Ma tante ne put s'empêcher de pleurer en la voyant, mais moi, je me suis contenté de lui sourire en retour. Mon père et mon grand-père nous on rejoint. Ils pleuraient également mais j'ai tenu bon, je ne voulait pas lui montrer que j'étais au bord de l'effondrement, je voulais qu'elle soit fière de moi, car je savais qu'elle ne voulait pas nous voir triste.

Mon grand-père lui a dit qu'ils respecterait ce qu'elle avait dit, pour l'enterrement; ils feraient selon ses choix. Un enterrement civil, à la mairie. Elle n'est pas croyante, c'est de la bétise pour elle, et elle déteste la bétise humaine, persuadé que les hommes et les femmes vallent mieux que cela.

Je n'ai pas entendu ce que ma tante lui a murmuré à l'oreille avant de quitter la pièce, pour ma part, la dernière et unique chose que je lui ai dite à été : "Je t'aime mamy". Elle m'a répondu qu'elle aussi m'aimait, de sa voix faible et chevrottante.

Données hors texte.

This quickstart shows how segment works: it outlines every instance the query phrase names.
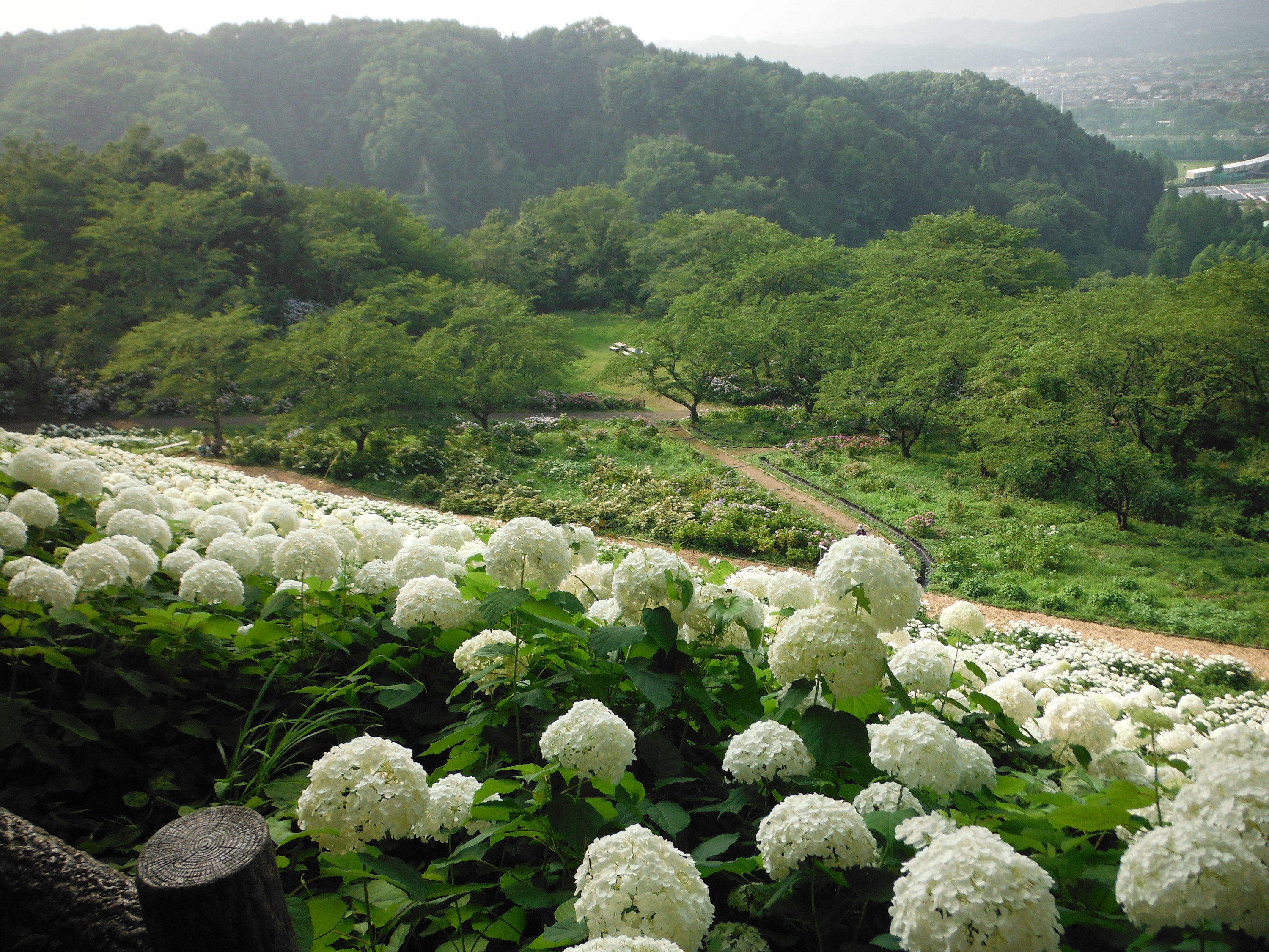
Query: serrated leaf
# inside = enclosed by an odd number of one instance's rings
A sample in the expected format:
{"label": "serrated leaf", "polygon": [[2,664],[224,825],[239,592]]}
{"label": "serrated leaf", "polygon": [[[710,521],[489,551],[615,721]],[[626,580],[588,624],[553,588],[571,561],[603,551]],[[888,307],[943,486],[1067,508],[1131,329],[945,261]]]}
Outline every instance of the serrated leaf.
{"label": "serrated leaf", "polygon": [[671,836],[685,830],[688,824],[692,823],[688,811],[673,800],[662,800],[660,803],[652,803],[647,809],[647,817]]}
{"label": "serrated leaf", "polygon": [[590,632],[590,650],[599,656],[609,651],[621,651],[623,647],[637,645],[647,637],[647,632],[634,625],[604,626]]}
{"label": "serrated leaf", "polygon": [[499,589],[489,593],[480,603],[480,613],[490,625],[495,625],[519,608],[532,595],[528,589]]}

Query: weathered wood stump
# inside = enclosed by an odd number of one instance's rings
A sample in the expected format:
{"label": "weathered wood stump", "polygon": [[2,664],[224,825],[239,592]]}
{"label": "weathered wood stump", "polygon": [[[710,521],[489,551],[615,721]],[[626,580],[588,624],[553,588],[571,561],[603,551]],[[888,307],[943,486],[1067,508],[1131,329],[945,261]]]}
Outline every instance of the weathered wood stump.
{"label": "weathered wood stump", "polygon": [[137,863],[137,894],[155,952],[298,952],[269,828],[245,806],[159,830]]}
{"label": "weathered wood stump", "polygon": [[145,952],[132,880],[0,807],[4,914],[84,952]]}

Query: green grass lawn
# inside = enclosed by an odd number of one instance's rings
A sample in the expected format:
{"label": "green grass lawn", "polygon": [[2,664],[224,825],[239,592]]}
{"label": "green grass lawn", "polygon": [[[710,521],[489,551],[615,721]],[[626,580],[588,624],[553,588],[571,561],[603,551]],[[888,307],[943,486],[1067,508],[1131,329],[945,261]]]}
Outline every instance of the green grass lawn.
{"label": "green grass lawn", "polygon": [[[590,390],[596,393],[629,396],[629,387],[599,383],[595,378],[613,355],[608,347],[618,340],[637,345],[642,329],[647,326],[647,320],[621,311],[582,311],[572,314],[571,317],[574,324],[572,340],[582,349],[582,358],[574,364],[562,390],[569,393]],[[637,387],[633,388],[633,393],[638,396]]]}
{"label": "green grass lawn", "polygon": [[1233,644],[1269,645],[1269,546],[1114,519],[1079,503],[999,495],[950,447],[770,461],[915,531],[938,567],[931,588],[1011,608]]}

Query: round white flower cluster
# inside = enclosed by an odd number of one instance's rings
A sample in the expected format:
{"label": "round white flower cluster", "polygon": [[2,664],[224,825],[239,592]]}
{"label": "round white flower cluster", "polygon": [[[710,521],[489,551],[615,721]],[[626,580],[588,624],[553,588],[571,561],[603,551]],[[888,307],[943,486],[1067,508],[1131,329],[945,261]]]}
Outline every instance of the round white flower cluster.
{"label": "round white flower cluster", "polygon": [[886,646],[868,614],[816,605],[794,612],[780,626],[768,661],[780,684],[824,678],[834,697],[855,697],[881,680]]}
{"label": "round white flower cluster", "polygon": [[695,952],[713,922],[697,864],[643,826],[627,826],[586,848],[577,867],[575,915],[591,939],[647,937]]}
{"label": "round white flower cluster", "polygon": [[912,791],[893,782],[873,783],[871,787],[864,787],[855,793],[851,806],[860,815],[871,814],[874,810],[886,810],[890,812],[896,810],[915,810],[919,814],[925,812],[925,807],[921,806],[920,800],[912,796]]}
{"label": "round white flower cluster", "polygon": [[348,853],[383,836],[426,835],[429,801],[428,774],[414,754],[365,735],[313,763],[299,795],[299,829],[313,828],[324,849]]}
{"label": "round white flower cluster", "polygon": [[868,739],[873,767],[905,787],[944,796],[961,783],[964,760],[957,735],[931,715],[905,711],[890,724],[869,724]]}
{"label": "round white flower cluster", "polygon": [[1057,952],[1052,887],[1047,872],[995,833],[964,826],[934,835],[904,863],[890,930],[907,952]]}
{"label": "round white flower cluster", "polygon": [[778,721],[758,721],[727,743],[722,768],[740,783],[798,777],[815,769],[815,758],[794,731]]}
{"label": "round white flower cluster", "polygon": [[815,569],[815,593],[834,608],[855,609],[850,595],[863,588],[877,631],[902,627],[921,608],[916,572],[893,545],[879,536],[846,536],[834,542]]}
{"label": "round white flower cluster", "polygon": [[634,759],[634,731],[602,702],[575,701],[539,741],[542,755],[581,777],[619,783]]}
{"label": "round white flower cluster", "polygon": [[424,575],[421,579],[410,579],[401,586],[392,623],[401,628],[416,625],[461,628],[472,619],[475,611],[475,603],[466,602],[449,579]]}
{"label": "round white flower cluster", "polygon": [[872,866],[877,843],[855,809],[822,793],[794,793],[758,825],[758,852],[773,880],[815,857],[834,869]]}
{"label": "round white flower cluster", "polygon": [[529,583],[553,589],[571,567],[567,533],[532,515],[500,526],[485,550],[485,571],[509,589]]}

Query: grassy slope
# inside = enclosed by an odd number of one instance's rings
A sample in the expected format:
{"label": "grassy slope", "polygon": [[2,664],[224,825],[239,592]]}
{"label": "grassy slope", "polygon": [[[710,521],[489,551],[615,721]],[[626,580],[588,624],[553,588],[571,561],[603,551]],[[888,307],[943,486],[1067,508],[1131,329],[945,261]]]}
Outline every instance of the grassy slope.
{"label": "grassy slope", "polygon": [[[1263,543],[1140,520],[1119,532],[1110,515],[1077,503],[1000,498],[977,477],[972,461],[957,452],[933,449],[904,459],[897,451],[884,451],[860,457],[857,463],[868,467],[862,472],[840,465],[824,472],[783,451],[770,458],[895,524],[933,513],[942,533],[926,536],[931,553],[943,562],[954,547],[972,553],[966,561],[977,564],[978,578],[991,588],[978,595],[986,602],[1269,644],[1269,546]],[[1003,533],[1019,523],[1057,527],[1062,543],[1057,569],[1005,566]],[[1025,597],[1009,598],[1010,583]],[[933,588],[954,593],[964,592],[966,584],[950,588],[935,574]]]}
{"label": "grassy slope", "polygon": [[615,387],[612,383],[600,385],[596,377],[612,358],[609,344],[621,340],[637,344],[640,331],[647,321],[638,315],[621,311],[582,311],[571,315],[574,322],[574,343],[582,349],[582,358],[574,364],[563,390],[570,393],[590,390],[596,393],[615,393],[619,396],[638,396],[638,387]]}

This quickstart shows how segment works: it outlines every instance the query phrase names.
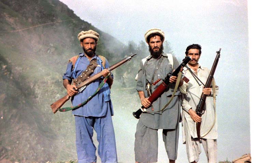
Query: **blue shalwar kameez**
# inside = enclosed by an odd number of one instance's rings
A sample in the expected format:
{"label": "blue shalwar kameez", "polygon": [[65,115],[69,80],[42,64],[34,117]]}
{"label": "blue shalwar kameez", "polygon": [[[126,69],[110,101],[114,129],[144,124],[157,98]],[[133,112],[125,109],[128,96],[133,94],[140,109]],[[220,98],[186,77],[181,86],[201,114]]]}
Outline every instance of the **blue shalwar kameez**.
{"label": "blue shalwar kameez", "polygon": [[[104,68],[102,61],[95,55],[98,65],[91,76],[100,72]],[[79,54],[74,68],[69,62],[67,71],[63,76],[70,82],[77,78],[87,67],[89,61],[84,54]],[[106,60],[105,67],[109,64]],[[112,75],[113,77],[113,75]],[[82,91],[72,97],[73,106],[85,101],[95,91],[102,80],[96,80],[88,85]],[[86,105],[72,110],[74,115],[76,128],[76,144],[79,163],[96,162],[96,147],[93,144],[93,129],[97,133],[99,142],[98,154],[102,163],[117,163],[115,133],[111,116],[114,114],[110,99],[110,90],[108,84],[105,84],[98,93]]]}

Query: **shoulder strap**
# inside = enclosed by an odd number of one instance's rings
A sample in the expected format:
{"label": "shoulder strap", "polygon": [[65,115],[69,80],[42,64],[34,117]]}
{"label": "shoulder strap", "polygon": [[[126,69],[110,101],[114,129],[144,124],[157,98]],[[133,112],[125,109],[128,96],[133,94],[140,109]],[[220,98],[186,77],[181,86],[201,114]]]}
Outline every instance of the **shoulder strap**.
{"label": "shoulder strap", "polygon": [[[168,58],[168,60],[169,60],[169,63],[172,65],[172,69],[173,69],[173,58],[172,57],[172,55],[171,54],[167,54],[166,55],[167,55],[167,58]],[[145,62],[146,62],[147,58],[150,56],[150,55],[148,55],[147,57],[144,58],[141,60],[142,61],[142,63],[143,64],[143,65],[144,65]]]}
{"label": "shoulder strap", "polygon": [[172,69],[173,69],[173,58],[171,54],[167,54],[168,60],[169,60],[169,63],[172,65]]}
{"label": "shoulder strap", "polygon": [[69,62],[72,62],[72,65],[73,65],[73,69],[74,67],[75,62],[76,61],[76,60],[77,60],[79,57],[79,55],[76,55],[75,56],[74,56],[71,58],[69,59]]}
{"label": "shoulder strap", "polygon": [[106,65],[106,58],[100,55],[98,55],[98,56],[100,57],[100,59],[102,61],[102,65],[103,66],[103,67],[104,68],[104,69],[105,69],[105,65]]}

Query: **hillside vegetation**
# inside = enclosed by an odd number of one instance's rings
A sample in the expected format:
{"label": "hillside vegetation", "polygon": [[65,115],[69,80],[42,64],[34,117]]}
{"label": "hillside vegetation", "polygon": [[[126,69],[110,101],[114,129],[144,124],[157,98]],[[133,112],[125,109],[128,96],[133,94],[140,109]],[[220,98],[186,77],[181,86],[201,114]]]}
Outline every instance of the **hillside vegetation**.
{"label": "hillside vegetation", "polygon": [[[124,45],[57,0],[1,0],[0,10],[0,161],[76,158],[73,117],[70,112],[54,114],[50,105],[66,94],[62,76],[69,59],[82,52],[77,37],[82,31],[100,34],[96,52],[111,65],[138,54],[113,71],[112,89],[114,121],[126,121],[125,128],[114,123],[117,140],[134,137],[133,131],[126,130],[135,130],[137,122],[131,115],[140,105],[134,78],[140,60],[148,55],[144,42]],[[167,51],[171,51],[170,45]],[[71,105],[66,103],[64,106]],[[132,149],[133,144],[127,145]],[[132,153],[118,148],[119,155],[133,159]]]}

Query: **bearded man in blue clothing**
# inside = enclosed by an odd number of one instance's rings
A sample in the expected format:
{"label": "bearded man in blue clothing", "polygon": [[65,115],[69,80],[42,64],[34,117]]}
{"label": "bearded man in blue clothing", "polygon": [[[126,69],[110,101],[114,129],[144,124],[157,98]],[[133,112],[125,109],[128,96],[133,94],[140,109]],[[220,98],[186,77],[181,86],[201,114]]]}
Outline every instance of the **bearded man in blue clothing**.
{"label": "bearded man in blue clothing", "polygon": [[[79,93],[76,84],[101,71],[104,77],[109,73],[107,69],[109,67],[108,60],[95,53],[99,37],[99,35],[92,30],[82,31],[78,35],[78,38],[84,53],[69,60],[63,76],[63,85],[68,95],[72,97],[73,106],[82,103],[91,96],[103,78],[95,80]],[[90,74],[88,73],[88,71],[90,72]],[[113,115],[113,108],[110,96],[113,78],[111,74],[95,96],[86,105],[72,111],[75,117],[76,144],[79,163],[97,161],[96,147],[92,139],[94,129],[97,133],[97,140],[99,142],[98,152],[101,162],[117,162],[111,117]],[[72,80],[74,84],[71,84]]]}

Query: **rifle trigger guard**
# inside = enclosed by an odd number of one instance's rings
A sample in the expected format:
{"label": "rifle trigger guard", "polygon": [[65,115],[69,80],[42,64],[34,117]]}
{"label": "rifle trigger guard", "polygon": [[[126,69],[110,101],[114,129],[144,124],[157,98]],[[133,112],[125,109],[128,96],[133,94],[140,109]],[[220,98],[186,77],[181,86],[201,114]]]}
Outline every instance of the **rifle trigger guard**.
{"label": "rifle trigger guard", "polygon": [[147,110],[145,108],[142,108],[142,107],[140,108],[140,110],[141,110],[142,112],[147,112]]}

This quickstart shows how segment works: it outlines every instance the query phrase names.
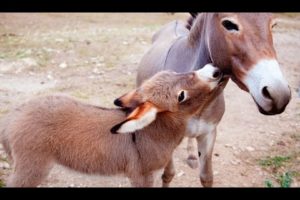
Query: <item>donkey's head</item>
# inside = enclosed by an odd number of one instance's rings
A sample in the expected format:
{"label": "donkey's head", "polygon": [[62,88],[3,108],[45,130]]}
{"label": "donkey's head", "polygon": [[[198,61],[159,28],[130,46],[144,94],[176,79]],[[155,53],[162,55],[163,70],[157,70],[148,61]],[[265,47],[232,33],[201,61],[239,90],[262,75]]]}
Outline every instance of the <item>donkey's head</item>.
{"label": "donkey's head", "polygon": [[132,112],[111,132],[130,133],[142,129],[162,112],[190,116],[216,96],[222,83],[221,72],[211,64],[184,74],[159,72],[139,88],[115,100],[117,106],[130,108]]}
{"label": "donkey's head", "polygon": [[271,14],[208,14],[206,23],[206,43],[212,62],[251,94],[261,113],[282,113],[291,91],[274,50]]}

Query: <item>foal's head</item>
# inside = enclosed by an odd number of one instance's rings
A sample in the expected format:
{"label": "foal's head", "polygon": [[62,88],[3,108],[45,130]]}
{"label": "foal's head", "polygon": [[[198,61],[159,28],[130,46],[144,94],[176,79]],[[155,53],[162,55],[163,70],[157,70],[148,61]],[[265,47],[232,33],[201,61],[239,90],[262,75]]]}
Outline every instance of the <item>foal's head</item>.
{"label": "foal's head", "polygon": [[183,74],[159,72],[139,88],[115,100],[117,106],[131,108],[133,111],[125,121],[114,126],[112,132],[129,133],[142,129],[162,112],[183,118],[190,116],[203,109],[223,85],[220,70],[211,64],[198,71]]}
{"label": "foal's head", "polygon": [[194,23],[200,23],[201,17],[211,61],[251,94],[261,113],[282,113],[291,91],[277,61],[272,15],[209,13],[198,16]]}

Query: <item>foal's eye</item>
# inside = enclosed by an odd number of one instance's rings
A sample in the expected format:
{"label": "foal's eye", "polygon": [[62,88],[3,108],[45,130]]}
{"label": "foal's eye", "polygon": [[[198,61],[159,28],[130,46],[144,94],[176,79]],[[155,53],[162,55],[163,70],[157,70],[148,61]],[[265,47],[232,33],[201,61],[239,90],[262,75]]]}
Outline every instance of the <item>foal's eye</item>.
{"label": "foal's eye", "polygon": [[187,98],[187,92],[185,90],[181,90],[178,94],[178,103],[185,101]]}
{"label": "foal's eye", "polygon": [[229,20],[224,20],[222,21],[222,25],[224,26],[224,28],[226,28],[226,30],[228,31],[238,31],[239,27],[237,24],[233,23],[232,21]]}

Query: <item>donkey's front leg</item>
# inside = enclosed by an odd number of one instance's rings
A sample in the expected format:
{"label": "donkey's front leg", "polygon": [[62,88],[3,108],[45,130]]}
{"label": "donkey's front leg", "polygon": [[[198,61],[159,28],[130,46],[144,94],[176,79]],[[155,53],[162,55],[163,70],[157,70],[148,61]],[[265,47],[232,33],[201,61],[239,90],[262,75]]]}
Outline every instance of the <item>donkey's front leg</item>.
{"label": "donkey's front leg", "polygon": [[200,161],[200,181],[203,187],[212,187],[212,153],[216,140],[216,126],[204,135],[197,138],[198,156]]}
{"label": "donkey's front leg", "polygon": [[161,176],[163,182],[162,186],[169,187],[170,182],[172,181],[174,175],[175,175],[175,168],[174,168],[173,157],[171,157],[170,161],[168,162],[168,164],[164,169],[164,173]]}

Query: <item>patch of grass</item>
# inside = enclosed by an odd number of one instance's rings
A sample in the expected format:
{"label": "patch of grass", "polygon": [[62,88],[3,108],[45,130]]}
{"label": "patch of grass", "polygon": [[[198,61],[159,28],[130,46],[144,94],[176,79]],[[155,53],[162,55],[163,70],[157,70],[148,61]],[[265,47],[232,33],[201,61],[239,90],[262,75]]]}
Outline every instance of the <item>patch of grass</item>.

C'est la dernière fois que j'ai vu mon arrière grand-mère. Elle est décédé deux jours plus tard. Je n'ai jamais autant pleuré que ce jour-là, j'en ai été malade. Encore aujourd'hui, je ne sais pas si j'ai pleuré pour elle, qui n'était plus là, ou si j'ai pleuré pour ceux qui restaient, les vivants, qui devaient encore accomplir le test.

Un de mes cousins, parmi les plus jeunes, m'a dit un peu plus tard : " il faut bien qu'il y ai des morts pour que les plus petits ils prennent leur place ". Oui, c'est vrai, une pensée très pragmatique je dois dire, surtout pour quelqu'un qui n'a même pas soufflé ses dix ans, j'étais impressionné.

Je lui ai dit, " tu as raison, mais ça n'empêche pas d'être triste quand ils partent. La famille a perdu un pillier fondateur, c'était notre ainée, notre sagesse ". Les plus petits on pleuré aussi, et c'est à nous, les jeunes d'une vingtaine d'année, qu'est revenu la tâche de les réconforter.

La vie n'a pas grande valeur à mes yeux si je suis seul. Mais avec ma famille, avec ma compagne, je me sentirait toujours immortel. Le jour viendra ou à mon tour je devrais les quitter. Quand ce sera l'heure, j'espère être en paix, comme mon arrière grand-mère l'a été.

La vie, c'est ce qu'il y a avant la mort. Ce sera toujours la seule certitude que j'aurais à propos de ça.